„Intimiteit tussen homo’s ligt gevoelig”
DEN HAAG. Vrouwen, 70-minners, hoger opgeleiden, niet-religieuzen en PvdA/VVD/SP/D66-stemmers staan relatief positief tegenover lesbiennes, homo’s, biseksuelen en transgenders (LHBT). Daarentegen zijn religieuze mensen, 70-plussers en mensen die op de ChristenUnie of overige kleine partijen stemmen twee keer zo negatief als de gemiddelde burger.
Dat is de conclusie van een maandag gepubliceerd onderzoek van het Sociaal en Cultureel Planbureau (SCP). Het SCP onderzoekt elke twee jaar de houding van Nederlanders ten opzichte van LHBT-personen. Het instituut onderzoekt daarbij of het onderwerp binnen bepaalde bevolkingsgroepen afwijkt van de algemene opvattingen.
Nederland behoort tot de groep landen waar de bevolking het positiefst over homoseksualiteit denkt. Het aantal mensen dat er positief over denkt, neemt sinds 2008 toe. Nederland staat echter niet meer op de eerste plaats door een toegenomen tolerantie in Spanje, Zweden, IJsland en Denemarken.

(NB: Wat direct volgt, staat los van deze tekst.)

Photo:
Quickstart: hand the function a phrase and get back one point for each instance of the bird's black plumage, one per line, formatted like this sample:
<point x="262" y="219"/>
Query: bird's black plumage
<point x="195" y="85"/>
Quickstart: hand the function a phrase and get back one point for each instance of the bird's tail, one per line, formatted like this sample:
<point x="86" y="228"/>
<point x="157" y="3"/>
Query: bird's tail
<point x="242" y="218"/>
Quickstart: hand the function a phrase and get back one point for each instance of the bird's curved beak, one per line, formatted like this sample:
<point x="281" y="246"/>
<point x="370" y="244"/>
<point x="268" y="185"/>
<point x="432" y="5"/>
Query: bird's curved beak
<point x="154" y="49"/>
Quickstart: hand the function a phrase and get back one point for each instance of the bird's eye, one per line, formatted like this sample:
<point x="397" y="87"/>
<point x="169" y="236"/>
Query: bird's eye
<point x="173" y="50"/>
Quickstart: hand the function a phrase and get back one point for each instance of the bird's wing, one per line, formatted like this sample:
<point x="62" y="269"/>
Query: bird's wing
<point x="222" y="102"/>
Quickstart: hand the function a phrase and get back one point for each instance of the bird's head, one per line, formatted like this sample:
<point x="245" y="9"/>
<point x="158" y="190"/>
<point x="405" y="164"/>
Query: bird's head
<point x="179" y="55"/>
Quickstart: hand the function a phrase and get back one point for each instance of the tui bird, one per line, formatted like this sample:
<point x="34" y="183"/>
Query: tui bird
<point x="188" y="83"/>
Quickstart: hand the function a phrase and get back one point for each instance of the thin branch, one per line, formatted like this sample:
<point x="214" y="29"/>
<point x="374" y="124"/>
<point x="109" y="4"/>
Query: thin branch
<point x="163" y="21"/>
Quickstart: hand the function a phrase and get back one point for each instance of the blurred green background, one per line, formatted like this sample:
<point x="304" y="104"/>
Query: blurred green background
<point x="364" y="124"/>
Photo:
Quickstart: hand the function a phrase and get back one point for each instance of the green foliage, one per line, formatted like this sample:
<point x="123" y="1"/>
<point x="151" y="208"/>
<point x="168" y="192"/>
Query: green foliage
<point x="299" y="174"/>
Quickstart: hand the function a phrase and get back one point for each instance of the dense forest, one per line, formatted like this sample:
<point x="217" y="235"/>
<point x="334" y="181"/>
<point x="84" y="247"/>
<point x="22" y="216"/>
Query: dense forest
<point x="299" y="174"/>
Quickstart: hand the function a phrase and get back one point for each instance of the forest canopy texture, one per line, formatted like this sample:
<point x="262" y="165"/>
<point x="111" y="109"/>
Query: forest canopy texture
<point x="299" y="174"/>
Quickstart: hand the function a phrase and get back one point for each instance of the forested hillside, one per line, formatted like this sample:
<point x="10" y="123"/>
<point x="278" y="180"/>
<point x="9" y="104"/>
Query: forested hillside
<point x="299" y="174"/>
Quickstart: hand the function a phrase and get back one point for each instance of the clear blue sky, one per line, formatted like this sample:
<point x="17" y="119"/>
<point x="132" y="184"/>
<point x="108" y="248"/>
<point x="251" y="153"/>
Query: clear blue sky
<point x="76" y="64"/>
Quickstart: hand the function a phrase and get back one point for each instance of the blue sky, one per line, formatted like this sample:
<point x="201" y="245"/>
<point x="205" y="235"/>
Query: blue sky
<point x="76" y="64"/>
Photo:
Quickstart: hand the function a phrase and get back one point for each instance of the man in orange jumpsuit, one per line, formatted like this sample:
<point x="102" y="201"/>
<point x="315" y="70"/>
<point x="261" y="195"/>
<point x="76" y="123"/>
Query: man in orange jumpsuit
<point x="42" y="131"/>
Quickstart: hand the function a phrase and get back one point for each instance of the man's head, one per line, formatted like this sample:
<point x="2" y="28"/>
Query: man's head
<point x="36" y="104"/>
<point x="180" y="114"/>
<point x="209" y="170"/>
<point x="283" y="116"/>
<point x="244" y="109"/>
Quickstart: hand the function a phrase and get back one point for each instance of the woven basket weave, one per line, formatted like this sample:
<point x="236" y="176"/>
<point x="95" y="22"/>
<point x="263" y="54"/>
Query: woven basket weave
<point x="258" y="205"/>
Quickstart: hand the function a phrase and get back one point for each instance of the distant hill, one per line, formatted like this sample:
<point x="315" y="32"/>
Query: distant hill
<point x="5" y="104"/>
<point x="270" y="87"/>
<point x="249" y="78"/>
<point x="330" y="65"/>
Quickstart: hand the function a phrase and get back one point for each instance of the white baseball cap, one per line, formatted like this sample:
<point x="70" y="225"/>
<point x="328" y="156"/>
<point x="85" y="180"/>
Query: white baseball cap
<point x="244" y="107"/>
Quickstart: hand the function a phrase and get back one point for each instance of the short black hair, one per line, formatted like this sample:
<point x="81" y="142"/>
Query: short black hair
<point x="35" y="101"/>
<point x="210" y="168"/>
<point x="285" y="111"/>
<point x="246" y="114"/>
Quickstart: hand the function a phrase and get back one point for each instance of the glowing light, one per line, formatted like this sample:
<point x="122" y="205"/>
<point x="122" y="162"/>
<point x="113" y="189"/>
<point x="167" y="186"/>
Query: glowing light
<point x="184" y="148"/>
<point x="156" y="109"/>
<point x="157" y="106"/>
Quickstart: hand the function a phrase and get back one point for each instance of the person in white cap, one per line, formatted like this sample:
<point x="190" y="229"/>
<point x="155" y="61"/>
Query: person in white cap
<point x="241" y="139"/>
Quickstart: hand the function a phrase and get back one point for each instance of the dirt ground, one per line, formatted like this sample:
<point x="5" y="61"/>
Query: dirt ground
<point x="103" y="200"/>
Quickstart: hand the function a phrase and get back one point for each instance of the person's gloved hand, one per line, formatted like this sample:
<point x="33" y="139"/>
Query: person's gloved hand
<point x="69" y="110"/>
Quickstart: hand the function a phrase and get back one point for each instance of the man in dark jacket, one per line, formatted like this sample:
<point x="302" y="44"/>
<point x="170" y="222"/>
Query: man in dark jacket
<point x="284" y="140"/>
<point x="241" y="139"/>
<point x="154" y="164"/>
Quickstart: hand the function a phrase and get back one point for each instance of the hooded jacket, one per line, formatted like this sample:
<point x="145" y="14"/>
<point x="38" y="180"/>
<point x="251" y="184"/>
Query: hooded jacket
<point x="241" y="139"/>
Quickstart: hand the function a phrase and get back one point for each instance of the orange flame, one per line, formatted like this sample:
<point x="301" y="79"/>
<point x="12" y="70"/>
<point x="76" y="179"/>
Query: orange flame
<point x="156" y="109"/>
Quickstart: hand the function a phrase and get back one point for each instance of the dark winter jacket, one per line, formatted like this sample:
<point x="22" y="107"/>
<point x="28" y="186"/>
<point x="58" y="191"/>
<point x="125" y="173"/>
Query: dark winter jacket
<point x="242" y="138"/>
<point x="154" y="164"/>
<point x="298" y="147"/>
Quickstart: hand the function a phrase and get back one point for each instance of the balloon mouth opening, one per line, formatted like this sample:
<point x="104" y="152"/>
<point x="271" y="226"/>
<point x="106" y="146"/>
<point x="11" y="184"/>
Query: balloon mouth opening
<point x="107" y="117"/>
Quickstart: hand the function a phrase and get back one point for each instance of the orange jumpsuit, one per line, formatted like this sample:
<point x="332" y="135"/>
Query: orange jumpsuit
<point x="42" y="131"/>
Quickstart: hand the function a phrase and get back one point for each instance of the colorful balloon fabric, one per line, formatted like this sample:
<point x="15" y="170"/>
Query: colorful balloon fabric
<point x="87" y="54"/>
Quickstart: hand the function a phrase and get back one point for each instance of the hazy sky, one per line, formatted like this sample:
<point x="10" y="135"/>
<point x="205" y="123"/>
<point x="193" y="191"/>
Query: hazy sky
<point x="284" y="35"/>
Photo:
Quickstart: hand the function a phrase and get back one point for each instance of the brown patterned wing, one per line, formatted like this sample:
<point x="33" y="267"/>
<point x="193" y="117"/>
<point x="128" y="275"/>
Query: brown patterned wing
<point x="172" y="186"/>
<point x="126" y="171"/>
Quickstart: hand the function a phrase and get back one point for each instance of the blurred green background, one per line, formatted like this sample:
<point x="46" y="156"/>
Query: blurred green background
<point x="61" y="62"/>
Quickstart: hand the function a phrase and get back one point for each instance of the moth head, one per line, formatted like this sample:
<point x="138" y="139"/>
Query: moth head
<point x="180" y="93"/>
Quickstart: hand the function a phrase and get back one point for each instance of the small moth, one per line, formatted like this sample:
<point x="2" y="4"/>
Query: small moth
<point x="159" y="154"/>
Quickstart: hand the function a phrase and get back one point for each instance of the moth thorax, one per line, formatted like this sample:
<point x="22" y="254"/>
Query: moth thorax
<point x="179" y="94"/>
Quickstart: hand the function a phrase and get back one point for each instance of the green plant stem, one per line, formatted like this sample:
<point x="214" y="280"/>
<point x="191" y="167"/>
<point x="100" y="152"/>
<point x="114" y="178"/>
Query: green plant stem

Nederlanders staan in het algemeen positief tegenover LHBT-personen, maar intimiteit in de openbare ruimte ligt gevoelig, zoals ook al uit eerdere SCP-onderzoeken bleek. Zo worden twee mannen die in het openbaar zoenen door 35 procent van de bevolking als ”aanstootgevend” beschouwd. Iets minder dan één op de drie (28 procent) heeft er meer moeite mee als zij hand in hand lopen dan wanneer dit een man en een vrouw zijn, aldus het rapport ”Wel trouwen, niet zoenen”.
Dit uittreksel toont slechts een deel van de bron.